Comme l’aurait dit Max Nordau, le compagnon de route de Theodor Herzl, l’École Maïmonide cherchera à substituer à l’image de l’Ancien Juif livresque celle du Nouveau Juif alliant culture du corps et de l’esprit. Pour mémoire, c’est Georges Loinger qui sera le responsable de l’enseignement sportif à l’École Maïmonide.

Cette nouvelle orientation du judaïsme n’empêchera en rien le maintien du pacte de fidélité entre les Juifs de France et leur patrie comme en témoignera un événement organisé au sein de l’École Maïmonide, quelques années après sa création : la commémoration du cent-cinquantenaire de la Révolution française.

Bien que contrainte de fermer ses portes, au lendemain de l’entrée en guerre de la France en 1939, l’École, qui mènera une existence clandestine sous l’Occupation, rouvrira officiellement en 1945.

Prisonnier de guerre de 1940 à 1945, Marcus Cohn participera, à son retour de captivité à l’ouverture de deux autres fleurons de l’enseignement secondaire juif en France : le lycée Yabné à Paris et le lycée Aquiba de Strasbourg.

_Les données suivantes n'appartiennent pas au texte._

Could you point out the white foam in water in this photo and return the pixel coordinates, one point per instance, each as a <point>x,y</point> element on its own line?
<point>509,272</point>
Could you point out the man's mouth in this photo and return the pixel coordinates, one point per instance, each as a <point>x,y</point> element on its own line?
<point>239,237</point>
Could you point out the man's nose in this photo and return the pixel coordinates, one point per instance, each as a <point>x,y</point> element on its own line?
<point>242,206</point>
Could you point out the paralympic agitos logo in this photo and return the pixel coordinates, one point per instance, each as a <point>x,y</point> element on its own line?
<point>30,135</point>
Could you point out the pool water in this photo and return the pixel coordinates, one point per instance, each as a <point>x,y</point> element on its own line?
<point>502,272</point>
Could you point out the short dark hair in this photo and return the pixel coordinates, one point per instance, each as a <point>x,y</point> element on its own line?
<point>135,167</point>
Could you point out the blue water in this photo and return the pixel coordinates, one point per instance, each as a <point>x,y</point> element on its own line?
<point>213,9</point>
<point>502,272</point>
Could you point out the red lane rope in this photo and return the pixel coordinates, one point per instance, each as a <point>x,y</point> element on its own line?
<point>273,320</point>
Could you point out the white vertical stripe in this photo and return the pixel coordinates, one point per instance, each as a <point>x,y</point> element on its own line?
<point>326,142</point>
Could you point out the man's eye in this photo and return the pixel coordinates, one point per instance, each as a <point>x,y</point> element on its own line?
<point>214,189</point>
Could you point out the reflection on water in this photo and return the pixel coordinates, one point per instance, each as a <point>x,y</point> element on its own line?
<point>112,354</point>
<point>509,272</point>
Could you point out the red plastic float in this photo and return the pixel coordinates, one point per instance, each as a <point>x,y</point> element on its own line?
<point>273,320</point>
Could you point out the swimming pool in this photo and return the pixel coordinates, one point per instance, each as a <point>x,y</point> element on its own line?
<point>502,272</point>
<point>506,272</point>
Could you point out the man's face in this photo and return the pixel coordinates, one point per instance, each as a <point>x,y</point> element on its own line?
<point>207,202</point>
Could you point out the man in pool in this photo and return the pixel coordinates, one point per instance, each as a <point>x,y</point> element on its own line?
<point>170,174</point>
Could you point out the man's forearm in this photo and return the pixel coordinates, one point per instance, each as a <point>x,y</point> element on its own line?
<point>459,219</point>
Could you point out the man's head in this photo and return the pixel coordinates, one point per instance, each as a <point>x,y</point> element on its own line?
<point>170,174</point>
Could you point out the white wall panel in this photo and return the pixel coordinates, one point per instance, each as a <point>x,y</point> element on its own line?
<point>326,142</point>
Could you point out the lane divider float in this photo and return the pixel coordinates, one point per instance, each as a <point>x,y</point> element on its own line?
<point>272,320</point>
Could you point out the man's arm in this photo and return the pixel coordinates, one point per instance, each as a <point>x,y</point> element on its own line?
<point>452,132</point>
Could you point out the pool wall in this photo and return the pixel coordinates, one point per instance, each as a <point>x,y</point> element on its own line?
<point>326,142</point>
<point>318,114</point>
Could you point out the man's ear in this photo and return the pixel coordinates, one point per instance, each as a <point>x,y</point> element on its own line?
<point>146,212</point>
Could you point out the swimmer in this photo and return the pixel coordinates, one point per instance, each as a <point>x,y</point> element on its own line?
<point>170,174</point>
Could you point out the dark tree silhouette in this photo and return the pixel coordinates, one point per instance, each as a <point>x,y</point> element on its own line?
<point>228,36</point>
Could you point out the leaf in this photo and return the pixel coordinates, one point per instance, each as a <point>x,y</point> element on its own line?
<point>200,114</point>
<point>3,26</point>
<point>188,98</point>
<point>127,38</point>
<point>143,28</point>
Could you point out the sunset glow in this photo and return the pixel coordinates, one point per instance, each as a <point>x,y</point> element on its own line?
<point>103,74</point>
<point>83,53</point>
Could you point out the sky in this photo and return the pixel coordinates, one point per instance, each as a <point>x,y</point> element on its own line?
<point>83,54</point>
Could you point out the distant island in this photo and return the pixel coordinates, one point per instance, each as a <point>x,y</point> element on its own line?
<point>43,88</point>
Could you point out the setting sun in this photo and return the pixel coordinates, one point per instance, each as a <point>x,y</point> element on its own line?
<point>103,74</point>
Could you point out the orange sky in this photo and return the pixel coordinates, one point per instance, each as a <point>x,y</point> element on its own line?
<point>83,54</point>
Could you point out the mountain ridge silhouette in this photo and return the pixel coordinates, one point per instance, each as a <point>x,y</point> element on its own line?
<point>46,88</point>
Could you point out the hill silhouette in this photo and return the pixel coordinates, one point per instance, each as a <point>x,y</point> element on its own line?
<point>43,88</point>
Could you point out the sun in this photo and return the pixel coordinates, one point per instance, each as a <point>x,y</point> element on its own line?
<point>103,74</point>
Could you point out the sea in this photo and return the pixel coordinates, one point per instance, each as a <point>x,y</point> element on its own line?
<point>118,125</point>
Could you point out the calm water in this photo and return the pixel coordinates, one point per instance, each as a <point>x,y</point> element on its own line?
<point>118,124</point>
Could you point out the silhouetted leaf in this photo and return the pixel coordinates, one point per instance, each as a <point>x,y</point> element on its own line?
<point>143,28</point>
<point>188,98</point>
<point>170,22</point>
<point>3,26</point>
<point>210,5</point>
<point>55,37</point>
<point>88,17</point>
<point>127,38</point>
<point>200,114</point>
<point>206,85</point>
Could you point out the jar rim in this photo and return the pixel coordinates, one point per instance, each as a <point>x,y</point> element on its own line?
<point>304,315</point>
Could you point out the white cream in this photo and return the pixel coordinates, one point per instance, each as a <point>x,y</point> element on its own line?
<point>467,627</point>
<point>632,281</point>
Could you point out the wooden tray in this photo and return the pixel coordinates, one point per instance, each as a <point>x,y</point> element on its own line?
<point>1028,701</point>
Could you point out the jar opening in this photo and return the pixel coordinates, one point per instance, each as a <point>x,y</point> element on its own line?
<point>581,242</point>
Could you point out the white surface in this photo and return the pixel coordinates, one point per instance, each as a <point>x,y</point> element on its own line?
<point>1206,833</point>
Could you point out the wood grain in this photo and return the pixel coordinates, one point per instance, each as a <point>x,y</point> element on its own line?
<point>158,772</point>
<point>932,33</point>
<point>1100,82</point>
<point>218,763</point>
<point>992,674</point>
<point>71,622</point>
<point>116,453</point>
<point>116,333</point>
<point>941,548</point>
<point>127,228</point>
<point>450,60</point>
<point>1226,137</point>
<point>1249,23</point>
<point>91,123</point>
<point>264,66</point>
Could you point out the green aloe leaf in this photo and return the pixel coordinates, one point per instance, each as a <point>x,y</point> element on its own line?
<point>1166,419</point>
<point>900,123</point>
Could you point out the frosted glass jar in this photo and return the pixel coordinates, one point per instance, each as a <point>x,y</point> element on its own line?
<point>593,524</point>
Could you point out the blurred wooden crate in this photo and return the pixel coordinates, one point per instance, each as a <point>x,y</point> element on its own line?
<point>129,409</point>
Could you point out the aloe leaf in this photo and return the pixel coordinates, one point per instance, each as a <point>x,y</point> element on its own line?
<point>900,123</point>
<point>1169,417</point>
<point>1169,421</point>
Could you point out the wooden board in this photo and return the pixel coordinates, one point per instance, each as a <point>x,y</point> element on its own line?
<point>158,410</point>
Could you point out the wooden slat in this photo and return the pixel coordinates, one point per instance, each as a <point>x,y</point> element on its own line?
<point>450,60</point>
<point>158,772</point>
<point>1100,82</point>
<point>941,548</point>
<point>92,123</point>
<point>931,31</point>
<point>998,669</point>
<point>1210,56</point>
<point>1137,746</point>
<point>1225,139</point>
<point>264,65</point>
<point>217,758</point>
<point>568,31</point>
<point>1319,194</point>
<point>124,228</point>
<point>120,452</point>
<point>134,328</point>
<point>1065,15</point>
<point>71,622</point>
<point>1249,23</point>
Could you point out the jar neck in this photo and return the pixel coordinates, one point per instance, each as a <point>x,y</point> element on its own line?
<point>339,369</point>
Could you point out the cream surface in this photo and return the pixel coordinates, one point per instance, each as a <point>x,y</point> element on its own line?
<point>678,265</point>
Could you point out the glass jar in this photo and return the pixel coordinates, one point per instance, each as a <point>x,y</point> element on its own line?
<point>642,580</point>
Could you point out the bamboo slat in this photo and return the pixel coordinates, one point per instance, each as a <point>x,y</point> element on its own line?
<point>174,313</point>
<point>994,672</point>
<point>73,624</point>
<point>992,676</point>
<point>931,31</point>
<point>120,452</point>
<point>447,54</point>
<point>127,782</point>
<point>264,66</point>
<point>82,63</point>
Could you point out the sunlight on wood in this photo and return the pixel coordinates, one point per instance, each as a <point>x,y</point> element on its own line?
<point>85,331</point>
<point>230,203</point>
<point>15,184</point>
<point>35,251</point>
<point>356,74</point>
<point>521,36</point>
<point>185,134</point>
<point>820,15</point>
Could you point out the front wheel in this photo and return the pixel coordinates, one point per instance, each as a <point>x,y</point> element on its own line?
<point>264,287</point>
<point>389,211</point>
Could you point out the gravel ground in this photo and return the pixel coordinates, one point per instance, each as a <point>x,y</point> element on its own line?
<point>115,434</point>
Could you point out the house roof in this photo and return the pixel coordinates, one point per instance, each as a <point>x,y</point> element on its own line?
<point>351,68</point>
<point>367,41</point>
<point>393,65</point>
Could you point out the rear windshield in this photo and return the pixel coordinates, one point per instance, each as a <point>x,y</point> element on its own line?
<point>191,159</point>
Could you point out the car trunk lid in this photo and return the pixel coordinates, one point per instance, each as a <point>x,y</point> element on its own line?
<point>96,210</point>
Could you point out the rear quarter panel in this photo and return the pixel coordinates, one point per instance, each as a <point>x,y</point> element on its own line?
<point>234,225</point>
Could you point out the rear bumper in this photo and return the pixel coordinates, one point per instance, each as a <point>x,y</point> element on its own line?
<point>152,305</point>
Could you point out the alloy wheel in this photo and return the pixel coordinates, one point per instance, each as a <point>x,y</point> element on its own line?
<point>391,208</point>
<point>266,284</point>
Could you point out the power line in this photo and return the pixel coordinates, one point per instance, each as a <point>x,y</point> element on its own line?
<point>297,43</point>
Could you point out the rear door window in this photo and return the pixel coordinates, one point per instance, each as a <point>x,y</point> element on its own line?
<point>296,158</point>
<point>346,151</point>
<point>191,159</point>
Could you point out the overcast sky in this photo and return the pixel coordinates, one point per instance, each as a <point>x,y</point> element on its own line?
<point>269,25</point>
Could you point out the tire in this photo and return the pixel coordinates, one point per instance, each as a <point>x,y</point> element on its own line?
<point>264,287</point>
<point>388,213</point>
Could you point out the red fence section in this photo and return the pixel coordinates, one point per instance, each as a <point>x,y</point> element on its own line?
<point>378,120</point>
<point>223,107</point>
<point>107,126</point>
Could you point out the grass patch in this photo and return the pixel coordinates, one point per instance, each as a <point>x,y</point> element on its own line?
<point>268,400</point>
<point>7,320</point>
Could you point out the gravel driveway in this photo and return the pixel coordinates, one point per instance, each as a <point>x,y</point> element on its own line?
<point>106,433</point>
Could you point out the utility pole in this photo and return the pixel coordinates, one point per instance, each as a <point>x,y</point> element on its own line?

Cette belle étude, dédiée à la mémoire de Nissim Azogui (1953-2020) qui fut conseiller principal d’Éducation puis directeur adjoint de l’École Maïmonide , fourmille de détails aussi intéressants qu’édifiants. Bravo Joseph Voignac, bravo Marc Knobel.

 

Jean-Pierre Allali

(*) N°59 des Études du CRIF. Juin 2020. 44 pages. 10 €.